Members of the Global Sanitation Fund programme in Malawi and local partner organizations jointly organized the national Handwashing Day celebrations, which were held at the Malambo Full Primary School in the city of Mponela, located in the Central Region of Malawi.

The primary school was chosen to host the national event after winning a competition on innovative handwashing facilities that took place between schools in the district. There were three criteria for the completion: most innovative handwashing facility, easiness of using the facility and easiness of replication of the facility by others. Awareness-raising activities included comedy, poems, drama, news bulletins and traditional community dances. All these activities were tailored to send handwashing messages to the audience.

The GSF and other partner organizations were joined by Ms.

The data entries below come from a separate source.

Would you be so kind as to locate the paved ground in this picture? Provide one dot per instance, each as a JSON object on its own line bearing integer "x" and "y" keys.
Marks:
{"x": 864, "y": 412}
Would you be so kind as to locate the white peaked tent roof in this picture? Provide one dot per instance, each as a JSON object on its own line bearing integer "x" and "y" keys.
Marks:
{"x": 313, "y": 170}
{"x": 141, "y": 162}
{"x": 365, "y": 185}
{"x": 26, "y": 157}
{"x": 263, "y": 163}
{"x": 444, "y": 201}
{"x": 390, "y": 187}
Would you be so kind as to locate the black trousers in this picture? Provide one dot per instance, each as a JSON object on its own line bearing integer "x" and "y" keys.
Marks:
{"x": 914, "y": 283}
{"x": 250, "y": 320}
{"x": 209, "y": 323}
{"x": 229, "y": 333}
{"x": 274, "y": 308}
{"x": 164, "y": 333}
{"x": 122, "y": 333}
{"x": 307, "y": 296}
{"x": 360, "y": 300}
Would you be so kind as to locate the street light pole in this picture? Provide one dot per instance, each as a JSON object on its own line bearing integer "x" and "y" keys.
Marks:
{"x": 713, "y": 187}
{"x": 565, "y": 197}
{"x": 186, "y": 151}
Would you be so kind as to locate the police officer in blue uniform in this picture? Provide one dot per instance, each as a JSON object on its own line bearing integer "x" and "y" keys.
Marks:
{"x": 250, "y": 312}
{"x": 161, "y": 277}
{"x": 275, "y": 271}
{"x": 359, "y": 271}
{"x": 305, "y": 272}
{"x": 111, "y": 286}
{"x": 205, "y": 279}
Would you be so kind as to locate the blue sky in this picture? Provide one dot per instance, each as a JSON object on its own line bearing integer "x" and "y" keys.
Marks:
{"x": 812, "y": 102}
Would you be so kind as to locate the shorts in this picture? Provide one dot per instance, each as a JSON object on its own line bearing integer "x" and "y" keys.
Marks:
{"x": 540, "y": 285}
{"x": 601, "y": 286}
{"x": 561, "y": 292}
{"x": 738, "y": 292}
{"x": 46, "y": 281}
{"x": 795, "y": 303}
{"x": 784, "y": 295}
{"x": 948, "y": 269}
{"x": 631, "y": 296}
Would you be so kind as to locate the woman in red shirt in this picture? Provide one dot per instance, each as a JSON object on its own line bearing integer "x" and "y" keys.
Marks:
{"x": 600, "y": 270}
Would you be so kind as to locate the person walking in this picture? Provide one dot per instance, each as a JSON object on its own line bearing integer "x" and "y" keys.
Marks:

Chimwemwe Banda, Director of Health Services, and Dr. Storn Kabuluzi, Director of Preventive Health Services in the Ministry of Health. In her speech, Ms. Banda urged school children, teachers, and the entire community to always wash their hands at critical times. She also advised on the use of soap which is crucial for eliminating germs, especially for women who are culturally tasked with providing water for handwashing to family members.

Various regions in Madagascar celebrated Global Handwashing Day under the theme ‘Practicing Handwashing with Soap Assures my Hygiene’. The national sanitation and hygiene campaign was sponsored by Madagascar’s Prime Minister Jean Ravelonarivo and by the Minister of Water, Sanitation and Hygiene, Dr. Johanita Ndahi­manan­jara.

The campaign activities included music concerts with themes focused on spreading messages about the importance of handwashing with soap, outreach to the local press, learning and sharing events, competitions for creating innovative handwashing facilitates, school plays with marionettes, a big market, singing contests on local radio stations and art performances.

Global Handwashing Day celebrations in the Ugandan city of Luweero not only focused on the importance of handwashing, but also put the spotlight on menstrual hygiene management as a crucial element for safe hygiene practices.

WSSCC's Menstrual Hygiene Management (MHM) tent served as an intimate space for women and girls to learn about the menstrual cycle and ways to safely manage their menstruation. The activity was hosted by the SNV Uganda office, who is currently the host of the National Handwashing Campaign and who also serves as the Chair of the MHM movement in Uganda. According to Robert Otim, WASH (water, sanitation and hygiene) advisor at SNV, 80 percent of the national health burden has to do with sanitation-related diseases and Uganda loses about 32,500 infants annually from infections such as diarrhoea, dysentery, cholera and typhoid. Mr. Otim also pointed out that the percentage of people who wash their hands using water and soap after visiting the toilet has increased to 33 percent from 14 percent since the establishment of the National Handwashing Campaign in 2007.